I denote the expectation value of $f_\vec{x}$ by $E(\vec{x})$:

$$ E(\vec{x}) := \mathbb{E}(f_{\vec{x}}) = \int_\mathbb{R} y\, f_{\vec{x}} (y) \, \mathrm{d}y $$

For each $\vec{x}$ the probability density $f_\vec{x}$ is a black box to me and I can only learn about it by sampling, which is expensive. $E(\vec{x})$ is a smooth function.

I wish to minimize $E(\vec{x})$ as a function of \vec{x}, with taking as few samples of $F(\vec{x})$ as possible. That means both: I want to try as few different $\vec{x}$ as possible and for each fixed $\vec{x}$ take as few samples as possible to estimate the expectation value.

It seems clear to me, that when I am far from the minimum in a region with big gradients I don't need to know $E(\vec{x})$ as well as when I am close to it, hence in these regions I can take less samples to decide in which direction to take the next optimisation steps. But what is the best optimizer for this kind of problem and what is a good strategy to decide on the number of samples to take from $f_{\vec{x}}$ (probably depending on an estimate of the variance in the previous step and step height in the previous step)?
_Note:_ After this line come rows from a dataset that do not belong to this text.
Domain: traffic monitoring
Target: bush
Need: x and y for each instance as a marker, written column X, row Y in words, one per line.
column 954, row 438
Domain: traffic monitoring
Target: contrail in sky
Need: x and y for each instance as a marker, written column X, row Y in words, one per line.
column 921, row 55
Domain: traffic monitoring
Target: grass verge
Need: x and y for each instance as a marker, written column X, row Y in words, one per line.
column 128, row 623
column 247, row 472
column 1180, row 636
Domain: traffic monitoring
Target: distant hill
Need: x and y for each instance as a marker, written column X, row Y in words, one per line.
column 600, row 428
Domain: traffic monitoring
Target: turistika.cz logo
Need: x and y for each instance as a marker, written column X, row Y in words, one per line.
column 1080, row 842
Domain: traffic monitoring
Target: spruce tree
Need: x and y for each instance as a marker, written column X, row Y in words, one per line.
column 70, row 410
Does anyone know what I need to search for, to find papers about this topic or knows other resources to look at?

Some background

This kind of problem frequently pops up in variational quantum algorithms, where the objective function is e.g. the energy expectation value of a given hamiltonian, $\vec{x}$ is some set of parameters to prepare a state and $f_\vec{x}$ represents the probabilities to find certain energy eigenstates of the hamiltonian in the state prepared with the parameters $\vec{x}$.

edit

A similar problem also occurs in machine learning where computing the cost function on all of the training data is computationally expensive and hence the cost function is only evaluated on a subset of the training data. This subset is made bigger, as we approach the minimum and the gradients get smaller. An example of this can be found in

http://www.optimization-online.org/DB_FILE/2011/11/3226.pdf

Still my question stands, whether similar ideas have been proposed for other (gradient free) optimization algorithms.